In Kim Ho-seon’s case, being more interested in hair and makeup than maths and science meant he didn’t get along well in secondary school and ended up dropping out. “It didn’t feel right doing things I didn’t want to do,” the 25-year-old says. After struggling with judgment and stigmatisation, he ended up calling the police to ask for help with his psychological problems.

Similarly, Yoo Seung-gyu, 27, says his goals didn’t live up to South Korea’s standards. He dreamed of being a content creator, he says, but was belittled until he lost all confidence. Lee Seung-taek, 24, says that not having any lofty plans for the future made him a social outcast. All he wanted was to earn a decent living and lead a simple life. But that wasn’t ambitious enough for everyone else – except for his father. When Lee was 16, his dad became ill, and in 2016 he died. “I became evasive. I ran away,” he says. “I could only achieve so much without my father, so why should I even try?”

For Kim Jae-ju, his retreat from public life came after the breakdown of a relationship. Before that, he was on the traditional road toward marriage and children and saw himself as a different person: outgoing, talkative, friendly. In retrospect, he now thinks it was all a show. Trying so earnestly to be the confident extrovert was just a way of covering up that, in truth, he was not. He began his withdrawal by turning down friends’ invitations to have dinner or drinks. That escalated to changing his phone number and not telling anyone but his family.

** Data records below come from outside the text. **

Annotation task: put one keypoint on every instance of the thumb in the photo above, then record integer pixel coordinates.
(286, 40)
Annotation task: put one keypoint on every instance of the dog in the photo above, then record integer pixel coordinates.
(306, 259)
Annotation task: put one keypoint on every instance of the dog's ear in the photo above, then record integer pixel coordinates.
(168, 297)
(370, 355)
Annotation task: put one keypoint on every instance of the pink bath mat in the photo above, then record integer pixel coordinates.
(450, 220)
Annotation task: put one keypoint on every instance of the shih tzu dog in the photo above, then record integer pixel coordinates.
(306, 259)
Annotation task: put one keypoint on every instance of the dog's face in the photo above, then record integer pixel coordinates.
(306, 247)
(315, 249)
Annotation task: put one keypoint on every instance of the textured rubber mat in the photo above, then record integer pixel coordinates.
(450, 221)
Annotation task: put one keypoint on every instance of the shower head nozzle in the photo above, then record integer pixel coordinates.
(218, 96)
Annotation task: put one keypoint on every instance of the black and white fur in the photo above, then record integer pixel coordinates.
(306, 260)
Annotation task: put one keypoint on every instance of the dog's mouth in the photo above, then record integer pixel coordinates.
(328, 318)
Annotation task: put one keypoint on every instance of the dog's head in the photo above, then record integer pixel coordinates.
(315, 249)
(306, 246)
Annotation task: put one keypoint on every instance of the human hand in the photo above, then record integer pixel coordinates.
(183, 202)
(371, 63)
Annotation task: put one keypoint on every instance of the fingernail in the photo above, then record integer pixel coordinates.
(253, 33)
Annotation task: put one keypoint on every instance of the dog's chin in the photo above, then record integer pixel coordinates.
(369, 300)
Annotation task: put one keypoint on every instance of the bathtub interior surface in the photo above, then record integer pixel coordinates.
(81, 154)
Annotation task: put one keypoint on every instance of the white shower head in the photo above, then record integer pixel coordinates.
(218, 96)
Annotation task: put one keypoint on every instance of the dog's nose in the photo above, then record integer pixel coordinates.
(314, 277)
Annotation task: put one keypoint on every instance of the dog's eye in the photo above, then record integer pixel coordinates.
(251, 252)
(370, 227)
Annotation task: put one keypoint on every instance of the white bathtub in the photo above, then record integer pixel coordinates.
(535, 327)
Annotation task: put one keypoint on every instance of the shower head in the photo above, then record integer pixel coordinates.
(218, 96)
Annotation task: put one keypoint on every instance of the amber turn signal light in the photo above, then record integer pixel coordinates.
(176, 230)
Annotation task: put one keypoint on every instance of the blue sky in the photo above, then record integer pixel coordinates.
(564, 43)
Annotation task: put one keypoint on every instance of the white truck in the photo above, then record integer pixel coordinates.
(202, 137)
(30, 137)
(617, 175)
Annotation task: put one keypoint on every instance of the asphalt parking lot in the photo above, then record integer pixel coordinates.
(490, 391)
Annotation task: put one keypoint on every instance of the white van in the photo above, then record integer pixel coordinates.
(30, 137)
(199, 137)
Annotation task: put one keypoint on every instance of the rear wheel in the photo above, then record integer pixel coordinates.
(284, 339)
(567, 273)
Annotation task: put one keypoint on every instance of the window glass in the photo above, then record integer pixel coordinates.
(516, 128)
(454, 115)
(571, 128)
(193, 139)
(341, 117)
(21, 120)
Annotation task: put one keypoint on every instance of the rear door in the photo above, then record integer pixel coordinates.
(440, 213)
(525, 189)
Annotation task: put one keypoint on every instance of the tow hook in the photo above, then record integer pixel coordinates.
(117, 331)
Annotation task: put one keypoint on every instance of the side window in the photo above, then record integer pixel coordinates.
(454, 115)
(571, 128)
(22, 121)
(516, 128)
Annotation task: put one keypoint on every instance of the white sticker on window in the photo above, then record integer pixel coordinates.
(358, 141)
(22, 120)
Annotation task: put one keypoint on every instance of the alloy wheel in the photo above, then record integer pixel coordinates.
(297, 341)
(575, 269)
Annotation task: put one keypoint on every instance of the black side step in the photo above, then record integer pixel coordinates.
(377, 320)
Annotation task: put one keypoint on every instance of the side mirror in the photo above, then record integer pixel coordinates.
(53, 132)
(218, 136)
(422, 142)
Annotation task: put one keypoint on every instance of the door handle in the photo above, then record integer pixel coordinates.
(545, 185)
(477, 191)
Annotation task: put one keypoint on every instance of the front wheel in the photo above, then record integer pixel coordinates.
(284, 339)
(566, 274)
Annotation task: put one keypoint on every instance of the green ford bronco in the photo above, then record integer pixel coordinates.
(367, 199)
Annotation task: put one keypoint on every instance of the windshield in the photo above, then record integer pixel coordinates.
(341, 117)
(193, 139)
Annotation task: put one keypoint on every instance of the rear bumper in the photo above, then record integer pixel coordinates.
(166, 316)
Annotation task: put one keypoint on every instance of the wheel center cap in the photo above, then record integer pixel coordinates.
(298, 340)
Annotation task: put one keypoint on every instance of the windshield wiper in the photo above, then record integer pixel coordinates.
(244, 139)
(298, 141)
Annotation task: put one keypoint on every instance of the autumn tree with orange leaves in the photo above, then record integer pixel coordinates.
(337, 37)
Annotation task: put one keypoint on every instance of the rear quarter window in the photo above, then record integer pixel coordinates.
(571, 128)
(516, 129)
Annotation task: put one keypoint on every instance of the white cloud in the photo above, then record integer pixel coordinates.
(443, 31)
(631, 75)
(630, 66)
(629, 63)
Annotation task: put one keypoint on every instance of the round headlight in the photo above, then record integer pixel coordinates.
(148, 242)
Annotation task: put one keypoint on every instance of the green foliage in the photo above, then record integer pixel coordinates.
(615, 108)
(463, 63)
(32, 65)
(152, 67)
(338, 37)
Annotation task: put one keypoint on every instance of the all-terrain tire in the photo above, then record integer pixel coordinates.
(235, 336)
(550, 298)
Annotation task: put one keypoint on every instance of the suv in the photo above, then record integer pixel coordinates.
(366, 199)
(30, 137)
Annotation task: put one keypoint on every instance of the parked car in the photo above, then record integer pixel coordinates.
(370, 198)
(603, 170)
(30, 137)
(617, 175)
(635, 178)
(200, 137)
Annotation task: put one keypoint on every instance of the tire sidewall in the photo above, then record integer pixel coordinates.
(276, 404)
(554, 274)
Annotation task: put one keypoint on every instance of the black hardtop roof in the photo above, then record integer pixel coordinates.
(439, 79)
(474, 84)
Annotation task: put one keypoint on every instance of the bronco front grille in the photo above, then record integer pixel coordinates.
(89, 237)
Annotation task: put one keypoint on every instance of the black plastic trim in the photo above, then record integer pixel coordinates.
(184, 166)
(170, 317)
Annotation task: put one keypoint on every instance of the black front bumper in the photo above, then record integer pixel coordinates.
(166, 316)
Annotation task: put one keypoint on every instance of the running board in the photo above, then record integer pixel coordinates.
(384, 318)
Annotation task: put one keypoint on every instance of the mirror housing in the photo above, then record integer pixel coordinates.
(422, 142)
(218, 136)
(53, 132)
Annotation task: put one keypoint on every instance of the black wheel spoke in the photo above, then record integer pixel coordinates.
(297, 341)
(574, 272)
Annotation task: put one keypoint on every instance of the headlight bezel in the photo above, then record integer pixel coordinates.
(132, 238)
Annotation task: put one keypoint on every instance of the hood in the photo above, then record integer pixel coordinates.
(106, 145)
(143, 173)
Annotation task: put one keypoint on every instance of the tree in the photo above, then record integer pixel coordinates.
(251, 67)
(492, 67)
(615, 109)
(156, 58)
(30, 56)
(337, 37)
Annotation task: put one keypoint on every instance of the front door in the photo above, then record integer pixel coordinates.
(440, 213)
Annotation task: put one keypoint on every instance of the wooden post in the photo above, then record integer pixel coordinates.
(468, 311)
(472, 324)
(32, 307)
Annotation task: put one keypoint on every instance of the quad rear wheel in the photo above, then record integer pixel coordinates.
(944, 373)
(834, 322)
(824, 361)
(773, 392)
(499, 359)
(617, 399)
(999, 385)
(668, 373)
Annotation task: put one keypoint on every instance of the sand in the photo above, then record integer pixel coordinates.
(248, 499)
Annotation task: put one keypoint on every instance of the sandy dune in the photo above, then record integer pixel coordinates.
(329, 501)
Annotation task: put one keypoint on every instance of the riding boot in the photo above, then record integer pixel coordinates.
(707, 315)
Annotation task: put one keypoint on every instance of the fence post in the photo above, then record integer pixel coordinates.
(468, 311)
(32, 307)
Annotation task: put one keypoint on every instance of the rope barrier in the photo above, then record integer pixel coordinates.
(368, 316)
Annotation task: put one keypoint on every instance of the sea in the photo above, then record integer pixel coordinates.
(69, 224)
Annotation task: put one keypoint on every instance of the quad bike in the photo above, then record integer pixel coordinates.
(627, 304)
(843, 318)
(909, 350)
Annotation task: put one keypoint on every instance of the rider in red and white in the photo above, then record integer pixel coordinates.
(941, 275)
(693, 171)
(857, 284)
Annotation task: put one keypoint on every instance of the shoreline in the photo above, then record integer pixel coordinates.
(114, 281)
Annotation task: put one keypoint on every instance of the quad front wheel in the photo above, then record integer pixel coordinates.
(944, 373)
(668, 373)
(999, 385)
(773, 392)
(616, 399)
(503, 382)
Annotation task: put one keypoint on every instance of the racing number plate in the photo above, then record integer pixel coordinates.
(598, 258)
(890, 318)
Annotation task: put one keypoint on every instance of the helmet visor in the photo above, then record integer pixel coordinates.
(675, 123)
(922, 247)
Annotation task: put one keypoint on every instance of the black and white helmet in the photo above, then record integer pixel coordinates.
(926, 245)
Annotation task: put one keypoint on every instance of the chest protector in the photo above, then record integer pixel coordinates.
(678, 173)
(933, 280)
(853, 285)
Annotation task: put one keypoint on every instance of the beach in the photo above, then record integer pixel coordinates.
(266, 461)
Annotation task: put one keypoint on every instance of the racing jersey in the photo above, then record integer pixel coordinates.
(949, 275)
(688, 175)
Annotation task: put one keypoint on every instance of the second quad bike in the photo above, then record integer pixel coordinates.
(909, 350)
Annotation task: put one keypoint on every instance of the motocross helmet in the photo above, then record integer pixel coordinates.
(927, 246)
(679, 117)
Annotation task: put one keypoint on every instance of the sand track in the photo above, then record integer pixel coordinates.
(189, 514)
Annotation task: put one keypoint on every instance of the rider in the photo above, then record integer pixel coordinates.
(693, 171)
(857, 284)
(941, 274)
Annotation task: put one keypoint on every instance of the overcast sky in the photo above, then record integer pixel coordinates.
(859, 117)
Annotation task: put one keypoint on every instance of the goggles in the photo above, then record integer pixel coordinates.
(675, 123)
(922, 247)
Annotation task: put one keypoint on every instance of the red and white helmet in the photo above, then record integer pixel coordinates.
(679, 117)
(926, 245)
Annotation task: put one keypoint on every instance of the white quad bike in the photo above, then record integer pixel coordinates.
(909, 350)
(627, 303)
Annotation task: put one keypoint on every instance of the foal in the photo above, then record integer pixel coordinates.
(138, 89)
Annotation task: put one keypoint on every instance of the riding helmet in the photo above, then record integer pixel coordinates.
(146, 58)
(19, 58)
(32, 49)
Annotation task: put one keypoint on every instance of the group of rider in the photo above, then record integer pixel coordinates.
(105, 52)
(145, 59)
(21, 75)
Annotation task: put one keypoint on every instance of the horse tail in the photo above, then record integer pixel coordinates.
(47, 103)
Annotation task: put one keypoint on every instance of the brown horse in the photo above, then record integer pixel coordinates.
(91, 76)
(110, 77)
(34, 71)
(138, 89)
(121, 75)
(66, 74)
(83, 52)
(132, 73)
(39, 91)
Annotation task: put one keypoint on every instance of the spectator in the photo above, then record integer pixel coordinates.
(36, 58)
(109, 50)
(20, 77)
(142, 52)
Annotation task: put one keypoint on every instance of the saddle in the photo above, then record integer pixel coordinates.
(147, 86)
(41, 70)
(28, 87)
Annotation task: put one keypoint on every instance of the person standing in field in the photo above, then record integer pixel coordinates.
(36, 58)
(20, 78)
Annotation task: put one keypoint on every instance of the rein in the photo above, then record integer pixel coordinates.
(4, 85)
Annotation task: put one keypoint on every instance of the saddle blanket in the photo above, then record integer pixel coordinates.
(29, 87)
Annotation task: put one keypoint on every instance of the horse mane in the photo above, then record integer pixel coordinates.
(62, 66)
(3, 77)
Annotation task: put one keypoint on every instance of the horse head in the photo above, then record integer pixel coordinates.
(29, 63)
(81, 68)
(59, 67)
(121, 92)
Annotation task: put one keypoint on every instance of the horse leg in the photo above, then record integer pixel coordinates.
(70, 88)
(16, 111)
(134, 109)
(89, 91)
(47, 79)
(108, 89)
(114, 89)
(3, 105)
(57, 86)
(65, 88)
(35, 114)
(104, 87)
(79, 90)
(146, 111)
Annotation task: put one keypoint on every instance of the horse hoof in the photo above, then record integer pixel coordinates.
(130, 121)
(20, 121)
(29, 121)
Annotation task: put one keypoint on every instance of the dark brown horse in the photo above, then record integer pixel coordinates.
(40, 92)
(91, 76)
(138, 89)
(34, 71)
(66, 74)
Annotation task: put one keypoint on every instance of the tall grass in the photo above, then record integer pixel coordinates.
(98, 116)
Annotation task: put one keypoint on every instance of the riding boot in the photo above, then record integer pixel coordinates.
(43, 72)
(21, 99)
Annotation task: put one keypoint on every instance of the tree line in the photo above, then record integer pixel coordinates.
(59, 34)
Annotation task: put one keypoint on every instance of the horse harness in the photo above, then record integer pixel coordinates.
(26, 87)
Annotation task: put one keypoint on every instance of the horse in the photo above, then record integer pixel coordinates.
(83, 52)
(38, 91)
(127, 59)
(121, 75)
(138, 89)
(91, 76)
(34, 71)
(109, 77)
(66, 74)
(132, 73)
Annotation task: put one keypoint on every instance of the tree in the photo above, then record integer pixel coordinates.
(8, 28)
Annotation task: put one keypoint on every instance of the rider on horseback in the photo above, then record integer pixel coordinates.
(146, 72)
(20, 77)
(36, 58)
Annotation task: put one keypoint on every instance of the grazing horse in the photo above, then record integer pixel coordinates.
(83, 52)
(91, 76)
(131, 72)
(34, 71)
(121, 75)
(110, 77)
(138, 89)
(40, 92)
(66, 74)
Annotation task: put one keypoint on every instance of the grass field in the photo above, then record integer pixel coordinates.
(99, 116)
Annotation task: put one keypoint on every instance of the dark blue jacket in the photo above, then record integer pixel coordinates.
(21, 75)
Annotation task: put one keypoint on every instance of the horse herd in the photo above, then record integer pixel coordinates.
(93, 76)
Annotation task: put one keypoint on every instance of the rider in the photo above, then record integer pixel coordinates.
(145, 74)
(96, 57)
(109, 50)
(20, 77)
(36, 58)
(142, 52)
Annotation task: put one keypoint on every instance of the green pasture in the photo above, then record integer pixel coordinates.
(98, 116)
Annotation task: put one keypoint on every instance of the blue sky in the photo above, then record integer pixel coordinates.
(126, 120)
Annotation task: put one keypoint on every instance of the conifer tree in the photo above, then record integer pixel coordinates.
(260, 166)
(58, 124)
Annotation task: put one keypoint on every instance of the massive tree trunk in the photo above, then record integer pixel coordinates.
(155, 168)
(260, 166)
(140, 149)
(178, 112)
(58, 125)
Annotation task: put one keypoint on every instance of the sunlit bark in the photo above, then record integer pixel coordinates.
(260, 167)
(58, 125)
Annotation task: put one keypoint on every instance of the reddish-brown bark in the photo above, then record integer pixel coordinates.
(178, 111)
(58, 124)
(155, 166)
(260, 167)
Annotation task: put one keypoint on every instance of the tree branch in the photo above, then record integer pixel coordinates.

Finally, Kim says, he “crawled into his room” and entered seclusion. He gained 27 kilos and his skin became dotted with acne. His room deteriorated, too. Disposable noodle cups and empty bottles and cans collected in heaps. Ash and dust cloaked the furniture, and the once-white walls turned a dingy brown. Looking back on his confinement, Kim says he’s repulsed. “I started becoming complacent in there,” he says. “One day became two days, then three days, then a year. I started thinking, ‘Maybe this lifestyle is okay?’ And my new friends just became the computer inside my room.”